Re: Help me get started please - Toke Høiland-Jørgensen

Historic archive of defunct list bloat-devel@lists.bufferbloat.net
 help / color / mirror / Atom feed

From: "Toke Høiland-Jørgensen" <toke@toke.dk>
To: Siavash Eghlimi <eghlimidev@gmail.com>,
	bloat-devel@lists.bufferbloat.net
Subject: Re: Help me get started please
Date: Sat, 28 Oct 2017 22:38:58 +0200	[thread overview]
Message-ID: <87o9oruhwd.fsf@toke.dk> (raw)
In-Reply-To: <CAEPXwpNxNSDh-b5iXwTKp_24vOAvZ+aP-Hk-Yneqahon+5N4wA@mail.gmail.com>

Hi Siavash,

Awesome that you think bufferbloat is an interesting subject!

> in other words: "I wanna start working on this problem in Linux. what
> should i do? what to read? etc. etc."

Well that's easy: You can do anything! Such is the beauty of open source :)

Which means that what you'll probably want to do is to figure out what
you think is most interesting and work from there. The bufferbloat issue
touches on many different aspects of networking, from the lowest to the
highest layers, such as:

- Low-layer network protocols' design and their impact on buffering (ex:
  WiFi networks can't do aggregation without some buffering)

- Interactions between networking hardware and the operating system
  drivers (ex: many drivers will push a ton of packets into the hardware
  only to have it queued there; some have been fixed, but DSL drivers
  are still really bad at this, to name one)

- Interactions between network drivers and the rest of the networking
  stack (ex: we had to completely restructure the way the WiFi subsystem
  interacts with the rest of the networking stack to fix bufferbloat
  there)

- The general purpose queueing layer itself (ex: implementing AQM and
  packet scheduling algorithms as Linux qdiscs)

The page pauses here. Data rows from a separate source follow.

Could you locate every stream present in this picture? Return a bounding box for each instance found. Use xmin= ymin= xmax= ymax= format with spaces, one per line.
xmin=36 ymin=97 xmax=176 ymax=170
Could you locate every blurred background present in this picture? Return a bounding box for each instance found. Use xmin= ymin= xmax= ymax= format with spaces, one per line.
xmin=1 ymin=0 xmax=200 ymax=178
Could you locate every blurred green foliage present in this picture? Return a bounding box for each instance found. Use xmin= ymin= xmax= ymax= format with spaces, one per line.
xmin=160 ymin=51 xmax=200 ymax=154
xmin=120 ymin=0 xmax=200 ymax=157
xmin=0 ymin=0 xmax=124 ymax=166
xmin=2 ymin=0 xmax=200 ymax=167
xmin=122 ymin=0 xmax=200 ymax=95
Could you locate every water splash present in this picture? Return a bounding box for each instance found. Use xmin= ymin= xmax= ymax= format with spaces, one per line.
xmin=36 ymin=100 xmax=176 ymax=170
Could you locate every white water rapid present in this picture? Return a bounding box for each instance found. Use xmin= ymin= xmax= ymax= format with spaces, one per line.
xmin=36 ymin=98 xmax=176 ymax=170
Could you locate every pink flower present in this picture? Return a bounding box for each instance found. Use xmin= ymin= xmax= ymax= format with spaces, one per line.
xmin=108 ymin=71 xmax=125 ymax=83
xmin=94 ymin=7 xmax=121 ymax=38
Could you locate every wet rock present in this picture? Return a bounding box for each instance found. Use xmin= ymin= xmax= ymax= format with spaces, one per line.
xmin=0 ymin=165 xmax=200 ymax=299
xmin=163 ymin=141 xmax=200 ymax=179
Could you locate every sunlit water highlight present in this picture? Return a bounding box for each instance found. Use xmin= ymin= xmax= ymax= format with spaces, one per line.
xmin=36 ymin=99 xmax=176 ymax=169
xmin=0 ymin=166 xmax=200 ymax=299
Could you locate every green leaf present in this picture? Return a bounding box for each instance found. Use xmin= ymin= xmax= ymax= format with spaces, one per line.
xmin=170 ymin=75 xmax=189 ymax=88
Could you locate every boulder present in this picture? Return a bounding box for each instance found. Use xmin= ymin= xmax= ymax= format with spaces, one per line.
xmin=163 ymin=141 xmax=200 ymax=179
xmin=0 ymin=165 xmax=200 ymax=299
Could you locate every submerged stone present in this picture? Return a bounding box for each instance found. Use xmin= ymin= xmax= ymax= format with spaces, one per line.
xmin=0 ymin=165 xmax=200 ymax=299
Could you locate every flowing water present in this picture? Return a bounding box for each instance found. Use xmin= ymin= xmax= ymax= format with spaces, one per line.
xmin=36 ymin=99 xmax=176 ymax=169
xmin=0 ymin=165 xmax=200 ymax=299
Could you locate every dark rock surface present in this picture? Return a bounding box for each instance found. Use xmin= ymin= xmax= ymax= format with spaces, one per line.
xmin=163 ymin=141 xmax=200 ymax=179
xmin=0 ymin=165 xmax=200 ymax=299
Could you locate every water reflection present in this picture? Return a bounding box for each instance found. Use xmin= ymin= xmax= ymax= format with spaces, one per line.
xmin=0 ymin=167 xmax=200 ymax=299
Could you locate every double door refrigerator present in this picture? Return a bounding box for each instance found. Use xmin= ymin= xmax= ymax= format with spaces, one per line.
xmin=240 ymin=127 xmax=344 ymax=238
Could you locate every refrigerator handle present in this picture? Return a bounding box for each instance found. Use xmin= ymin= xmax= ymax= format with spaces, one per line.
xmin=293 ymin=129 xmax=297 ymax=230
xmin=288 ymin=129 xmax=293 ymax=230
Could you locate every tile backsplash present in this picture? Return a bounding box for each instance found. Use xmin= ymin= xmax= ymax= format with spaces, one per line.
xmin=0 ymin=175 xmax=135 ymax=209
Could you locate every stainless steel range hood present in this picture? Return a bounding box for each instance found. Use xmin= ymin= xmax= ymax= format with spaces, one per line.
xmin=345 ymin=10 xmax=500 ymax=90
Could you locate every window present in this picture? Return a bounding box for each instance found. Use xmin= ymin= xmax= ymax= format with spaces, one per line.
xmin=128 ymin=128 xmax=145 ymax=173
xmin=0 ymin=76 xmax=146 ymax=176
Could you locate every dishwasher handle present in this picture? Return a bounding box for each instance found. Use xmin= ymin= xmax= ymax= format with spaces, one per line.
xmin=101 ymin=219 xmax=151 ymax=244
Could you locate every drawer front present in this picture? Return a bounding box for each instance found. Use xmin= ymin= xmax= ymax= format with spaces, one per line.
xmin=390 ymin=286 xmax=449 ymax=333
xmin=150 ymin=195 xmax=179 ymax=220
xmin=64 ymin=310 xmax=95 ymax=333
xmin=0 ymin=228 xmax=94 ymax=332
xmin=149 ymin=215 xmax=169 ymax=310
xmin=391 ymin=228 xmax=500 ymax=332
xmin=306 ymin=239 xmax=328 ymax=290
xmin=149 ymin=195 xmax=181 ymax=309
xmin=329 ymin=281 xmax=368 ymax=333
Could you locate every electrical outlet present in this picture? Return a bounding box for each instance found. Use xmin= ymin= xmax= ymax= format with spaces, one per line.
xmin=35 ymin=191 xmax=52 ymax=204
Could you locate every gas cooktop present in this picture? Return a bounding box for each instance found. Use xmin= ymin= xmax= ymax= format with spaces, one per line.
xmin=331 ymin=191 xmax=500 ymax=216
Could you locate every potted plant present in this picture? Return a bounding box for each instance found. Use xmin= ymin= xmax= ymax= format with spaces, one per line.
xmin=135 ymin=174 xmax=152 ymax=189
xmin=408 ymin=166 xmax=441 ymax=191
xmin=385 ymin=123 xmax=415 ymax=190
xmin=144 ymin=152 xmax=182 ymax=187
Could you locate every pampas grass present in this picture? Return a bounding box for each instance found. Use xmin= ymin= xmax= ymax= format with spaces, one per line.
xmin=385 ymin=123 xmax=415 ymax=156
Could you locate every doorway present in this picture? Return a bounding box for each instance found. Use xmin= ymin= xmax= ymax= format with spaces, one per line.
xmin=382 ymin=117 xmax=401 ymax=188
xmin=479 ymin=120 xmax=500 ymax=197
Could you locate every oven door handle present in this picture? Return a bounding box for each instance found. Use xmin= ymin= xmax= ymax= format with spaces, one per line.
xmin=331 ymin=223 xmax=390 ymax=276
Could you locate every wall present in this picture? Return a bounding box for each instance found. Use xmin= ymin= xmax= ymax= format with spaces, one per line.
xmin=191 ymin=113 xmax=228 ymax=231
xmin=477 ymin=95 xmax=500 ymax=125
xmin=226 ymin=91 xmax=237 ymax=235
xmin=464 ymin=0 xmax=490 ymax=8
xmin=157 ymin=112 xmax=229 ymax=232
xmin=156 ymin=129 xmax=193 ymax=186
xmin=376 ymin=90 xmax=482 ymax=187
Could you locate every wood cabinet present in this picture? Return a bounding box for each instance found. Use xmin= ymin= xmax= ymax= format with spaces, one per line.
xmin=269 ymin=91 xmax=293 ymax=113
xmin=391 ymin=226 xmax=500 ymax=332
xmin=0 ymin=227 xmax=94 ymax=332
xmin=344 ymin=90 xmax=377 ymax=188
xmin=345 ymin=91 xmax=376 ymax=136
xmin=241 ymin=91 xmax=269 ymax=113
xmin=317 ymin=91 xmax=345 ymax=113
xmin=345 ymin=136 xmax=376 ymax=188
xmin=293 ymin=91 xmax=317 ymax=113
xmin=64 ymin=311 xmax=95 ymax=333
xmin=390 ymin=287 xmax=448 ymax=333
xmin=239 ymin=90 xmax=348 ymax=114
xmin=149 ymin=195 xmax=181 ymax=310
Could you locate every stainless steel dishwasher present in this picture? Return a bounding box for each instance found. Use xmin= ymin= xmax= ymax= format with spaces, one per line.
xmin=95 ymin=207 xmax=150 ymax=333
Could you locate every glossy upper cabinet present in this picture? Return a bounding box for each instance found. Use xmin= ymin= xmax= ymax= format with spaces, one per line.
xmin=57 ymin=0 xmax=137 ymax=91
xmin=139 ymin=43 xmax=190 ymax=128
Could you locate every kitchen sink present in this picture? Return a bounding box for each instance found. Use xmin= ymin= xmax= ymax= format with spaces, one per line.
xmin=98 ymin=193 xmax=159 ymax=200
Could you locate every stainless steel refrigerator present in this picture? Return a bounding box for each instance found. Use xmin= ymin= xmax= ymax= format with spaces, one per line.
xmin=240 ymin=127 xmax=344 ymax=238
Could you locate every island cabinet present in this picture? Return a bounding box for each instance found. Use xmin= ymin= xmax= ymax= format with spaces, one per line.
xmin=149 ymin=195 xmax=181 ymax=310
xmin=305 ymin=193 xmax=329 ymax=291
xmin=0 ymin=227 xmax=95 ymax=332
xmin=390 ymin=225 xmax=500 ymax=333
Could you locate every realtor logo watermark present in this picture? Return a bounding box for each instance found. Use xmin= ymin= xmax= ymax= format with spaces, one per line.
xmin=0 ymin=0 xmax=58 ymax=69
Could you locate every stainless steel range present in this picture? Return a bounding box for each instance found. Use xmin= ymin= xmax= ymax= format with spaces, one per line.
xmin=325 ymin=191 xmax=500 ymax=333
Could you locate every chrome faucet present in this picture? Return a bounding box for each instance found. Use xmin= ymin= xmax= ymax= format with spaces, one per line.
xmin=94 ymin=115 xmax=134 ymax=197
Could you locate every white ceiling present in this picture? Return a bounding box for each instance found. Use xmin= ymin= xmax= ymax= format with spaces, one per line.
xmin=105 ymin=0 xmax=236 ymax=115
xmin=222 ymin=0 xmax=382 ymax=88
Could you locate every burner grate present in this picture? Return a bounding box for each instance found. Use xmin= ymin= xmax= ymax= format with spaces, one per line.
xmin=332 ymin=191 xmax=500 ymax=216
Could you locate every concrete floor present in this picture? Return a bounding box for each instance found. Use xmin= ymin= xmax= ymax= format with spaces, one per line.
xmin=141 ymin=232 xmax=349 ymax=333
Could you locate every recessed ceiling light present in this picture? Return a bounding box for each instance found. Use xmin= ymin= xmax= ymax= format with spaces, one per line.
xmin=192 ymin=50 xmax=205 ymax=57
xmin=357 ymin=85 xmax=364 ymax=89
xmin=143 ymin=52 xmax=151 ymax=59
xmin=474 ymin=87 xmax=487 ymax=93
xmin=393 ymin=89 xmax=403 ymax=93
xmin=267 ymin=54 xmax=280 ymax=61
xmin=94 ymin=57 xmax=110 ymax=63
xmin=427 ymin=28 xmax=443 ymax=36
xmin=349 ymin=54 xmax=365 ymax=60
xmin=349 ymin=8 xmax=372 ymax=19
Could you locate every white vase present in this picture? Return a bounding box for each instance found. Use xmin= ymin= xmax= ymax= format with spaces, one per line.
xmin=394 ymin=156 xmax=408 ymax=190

- The interface between higher level protocols and sockets and the
  networking stack (ex: TCP small queues made sure only the minimal
  amount of data is pushed into the qdisc layer)

- The end-to-end feedback loop between endpoints (ex: the BBR congestion
  control)

So a good starting point is trying to figure out which of these areas
you think is most interesting and start looking into that.

Secondly, it will probably help to take a step back and think about what
it is you want to achieve (at a high level) before you start diving into
code. Learning the intricacies of the kernel is an almost limitless
rathole, that you can spend months or even years doing without getting
any closer to your goal; especially if that goal is not well-defined.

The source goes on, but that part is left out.